ROCHESTER, N.Y. (WROC) — “Many people across the country have now been made aware of the incident of Daniel Prude and what happened with the Rochester Police Department,” said Iman Abid-Thompson kicking off a Zoom town hall on Policing and Public Health hosted by Free the People Rochester.

The biggest question raised? Are the police the proper agency to respond to mental health emergencies? From Rochester and beyond, they say it’s a national crisis. 

“We want to stop devastating situations like this from ever happening again,” says Stevie Vargas with Citizen Action of New York. She says that includes trained professionals, not armed police, responding to substance abuse disorders, the homeless, and those who are mentally ill.
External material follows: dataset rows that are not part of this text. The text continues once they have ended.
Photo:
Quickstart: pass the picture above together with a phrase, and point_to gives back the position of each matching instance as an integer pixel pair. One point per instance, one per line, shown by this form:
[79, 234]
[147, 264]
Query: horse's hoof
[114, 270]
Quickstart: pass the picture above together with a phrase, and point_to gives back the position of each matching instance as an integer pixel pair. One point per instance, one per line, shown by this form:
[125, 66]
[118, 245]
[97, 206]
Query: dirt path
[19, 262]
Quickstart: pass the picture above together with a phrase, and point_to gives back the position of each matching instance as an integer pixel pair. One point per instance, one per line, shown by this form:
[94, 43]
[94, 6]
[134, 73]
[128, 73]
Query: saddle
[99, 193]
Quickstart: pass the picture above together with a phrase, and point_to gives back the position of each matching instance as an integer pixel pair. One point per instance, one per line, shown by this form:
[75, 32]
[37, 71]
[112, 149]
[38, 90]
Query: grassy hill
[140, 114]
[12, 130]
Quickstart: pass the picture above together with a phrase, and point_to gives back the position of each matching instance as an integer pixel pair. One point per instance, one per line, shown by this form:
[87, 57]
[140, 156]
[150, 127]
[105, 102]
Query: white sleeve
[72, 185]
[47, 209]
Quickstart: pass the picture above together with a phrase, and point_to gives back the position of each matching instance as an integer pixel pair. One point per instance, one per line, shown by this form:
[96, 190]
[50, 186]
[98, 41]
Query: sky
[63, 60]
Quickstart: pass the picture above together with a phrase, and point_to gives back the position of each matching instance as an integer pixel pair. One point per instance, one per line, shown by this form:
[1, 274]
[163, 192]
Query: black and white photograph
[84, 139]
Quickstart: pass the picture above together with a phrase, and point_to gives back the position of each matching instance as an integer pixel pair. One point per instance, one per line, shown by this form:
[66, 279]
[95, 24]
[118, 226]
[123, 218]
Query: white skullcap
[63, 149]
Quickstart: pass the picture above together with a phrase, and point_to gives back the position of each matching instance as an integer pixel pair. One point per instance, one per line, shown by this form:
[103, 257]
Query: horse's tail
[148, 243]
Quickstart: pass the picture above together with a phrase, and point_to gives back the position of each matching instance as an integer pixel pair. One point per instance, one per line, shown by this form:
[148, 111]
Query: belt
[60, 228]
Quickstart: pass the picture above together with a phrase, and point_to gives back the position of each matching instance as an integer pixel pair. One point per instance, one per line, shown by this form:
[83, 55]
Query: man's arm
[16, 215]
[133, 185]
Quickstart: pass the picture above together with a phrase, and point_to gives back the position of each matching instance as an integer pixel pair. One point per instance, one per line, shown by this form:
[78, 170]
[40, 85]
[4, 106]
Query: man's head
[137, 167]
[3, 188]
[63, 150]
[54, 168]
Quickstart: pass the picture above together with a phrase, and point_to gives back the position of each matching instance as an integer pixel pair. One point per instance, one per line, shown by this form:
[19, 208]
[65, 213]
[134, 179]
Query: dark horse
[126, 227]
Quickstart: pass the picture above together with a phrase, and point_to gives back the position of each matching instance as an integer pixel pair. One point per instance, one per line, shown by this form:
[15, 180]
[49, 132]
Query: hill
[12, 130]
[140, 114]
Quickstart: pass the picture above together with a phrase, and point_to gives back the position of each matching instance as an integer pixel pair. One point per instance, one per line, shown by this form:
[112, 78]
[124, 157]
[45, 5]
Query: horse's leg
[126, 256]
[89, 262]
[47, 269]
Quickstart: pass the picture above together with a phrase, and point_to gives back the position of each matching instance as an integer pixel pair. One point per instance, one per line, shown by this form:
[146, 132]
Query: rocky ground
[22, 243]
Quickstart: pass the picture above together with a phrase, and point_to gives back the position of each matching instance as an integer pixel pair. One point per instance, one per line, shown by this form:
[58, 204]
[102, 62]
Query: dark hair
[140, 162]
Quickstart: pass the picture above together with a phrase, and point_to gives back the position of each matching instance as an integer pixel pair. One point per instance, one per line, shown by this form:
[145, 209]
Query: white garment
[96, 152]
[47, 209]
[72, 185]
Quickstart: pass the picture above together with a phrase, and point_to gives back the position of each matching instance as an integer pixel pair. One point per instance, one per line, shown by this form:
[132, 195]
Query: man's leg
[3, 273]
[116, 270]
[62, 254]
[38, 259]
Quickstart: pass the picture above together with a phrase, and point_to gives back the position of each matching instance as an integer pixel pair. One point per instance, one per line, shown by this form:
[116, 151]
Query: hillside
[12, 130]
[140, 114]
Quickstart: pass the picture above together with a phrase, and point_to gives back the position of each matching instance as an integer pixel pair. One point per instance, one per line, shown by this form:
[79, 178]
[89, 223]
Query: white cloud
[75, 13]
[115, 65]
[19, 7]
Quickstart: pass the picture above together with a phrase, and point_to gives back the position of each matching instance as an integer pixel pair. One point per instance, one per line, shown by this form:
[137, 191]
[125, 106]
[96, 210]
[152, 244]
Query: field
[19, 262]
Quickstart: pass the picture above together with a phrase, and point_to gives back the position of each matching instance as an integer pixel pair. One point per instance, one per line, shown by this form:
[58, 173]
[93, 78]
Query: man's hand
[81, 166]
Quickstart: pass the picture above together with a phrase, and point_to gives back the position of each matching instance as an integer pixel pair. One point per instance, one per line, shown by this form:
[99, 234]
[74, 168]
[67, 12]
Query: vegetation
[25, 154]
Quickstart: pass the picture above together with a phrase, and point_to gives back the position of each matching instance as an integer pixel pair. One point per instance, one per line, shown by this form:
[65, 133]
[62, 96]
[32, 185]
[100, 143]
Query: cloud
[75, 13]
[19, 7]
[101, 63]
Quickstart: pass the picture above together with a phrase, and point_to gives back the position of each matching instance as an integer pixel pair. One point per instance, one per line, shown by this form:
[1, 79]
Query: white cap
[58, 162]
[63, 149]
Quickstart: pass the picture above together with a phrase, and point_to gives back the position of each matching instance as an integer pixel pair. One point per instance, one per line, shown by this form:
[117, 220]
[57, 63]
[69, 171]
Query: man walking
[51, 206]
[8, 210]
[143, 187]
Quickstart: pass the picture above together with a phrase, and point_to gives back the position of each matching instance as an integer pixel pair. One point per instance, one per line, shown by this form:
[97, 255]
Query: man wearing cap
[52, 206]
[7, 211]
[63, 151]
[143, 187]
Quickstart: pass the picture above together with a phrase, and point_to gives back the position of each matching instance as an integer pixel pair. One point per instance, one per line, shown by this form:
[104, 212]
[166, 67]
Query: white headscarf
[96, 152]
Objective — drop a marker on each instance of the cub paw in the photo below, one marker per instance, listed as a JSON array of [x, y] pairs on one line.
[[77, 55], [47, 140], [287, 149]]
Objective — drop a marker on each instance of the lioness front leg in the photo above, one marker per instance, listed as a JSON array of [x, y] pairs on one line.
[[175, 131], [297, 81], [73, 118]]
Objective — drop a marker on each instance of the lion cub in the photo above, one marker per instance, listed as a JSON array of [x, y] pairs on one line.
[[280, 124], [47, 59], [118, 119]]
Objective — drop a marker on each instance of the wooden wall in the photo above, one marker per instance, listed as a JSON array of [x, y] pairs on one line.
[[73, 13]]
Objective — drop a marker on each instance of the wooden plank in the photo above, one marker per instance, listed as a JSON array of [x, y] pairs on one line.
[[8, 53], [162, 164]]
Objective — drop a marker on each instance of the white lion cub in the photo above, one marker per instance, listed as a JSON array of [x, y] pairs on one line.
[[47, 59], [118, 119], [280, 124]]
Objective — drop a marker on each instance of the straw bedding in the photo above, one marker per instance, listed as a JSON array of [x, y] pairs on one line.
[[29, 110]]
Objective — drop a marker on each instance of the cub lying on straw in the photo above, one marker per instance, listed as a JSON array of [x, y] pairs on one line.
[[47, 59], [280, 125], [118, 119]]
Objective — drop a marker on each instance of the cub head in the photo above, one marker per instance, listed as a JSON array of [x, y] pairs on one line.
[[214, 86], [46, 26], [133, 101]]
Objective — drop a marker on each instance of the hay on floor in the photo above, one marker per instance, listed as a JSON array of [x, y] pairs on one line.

It’s about re-imagining what policing looks like and alternatives to incarceration, healing instead of punishment. 

“What we want is to shift resources that have been used to criminalize our communities, into the kinds of things that will make them healthier and safe,” says Alex Vitale, a nationally recognized expert on policing.

And if you’re thinking of simply re-training police, some say think again. “We can train people in different techniques, but I can’t train you on compassion. I cannot train you to see humanized ‘Blackness,'” says Melanie Funchess of the Mental Health Association and member of the Greater Rochester Black Agenda.

Funchess says she wants to see trained professionals deal with these calls who are familiar with certain neighborhoods and groups of people.

Some parts of the country are already doing that, like in Eugene, Oregon with Crisis Assistance Helping Out on the Streets or ‘CAHOOTS’, a program Tim Black is a part of.

“CAHOOTS teams are made up of a crisis worker and an EMT,” says Black. He says they respond to thousands of calls, and only phone in police if needed.

If we had that system akin to that in our region, some say Prude would still be here. “We can guarantee that victims like Daniel Prude would still be alive after those mental health folks intervened,” says Dr. Rafael Outland, a professor at SUNY Brockport.

Shani Wilson, Chair of the Rochester Police Accountability Board, and local activist Stanley Martin also took part in the town hall.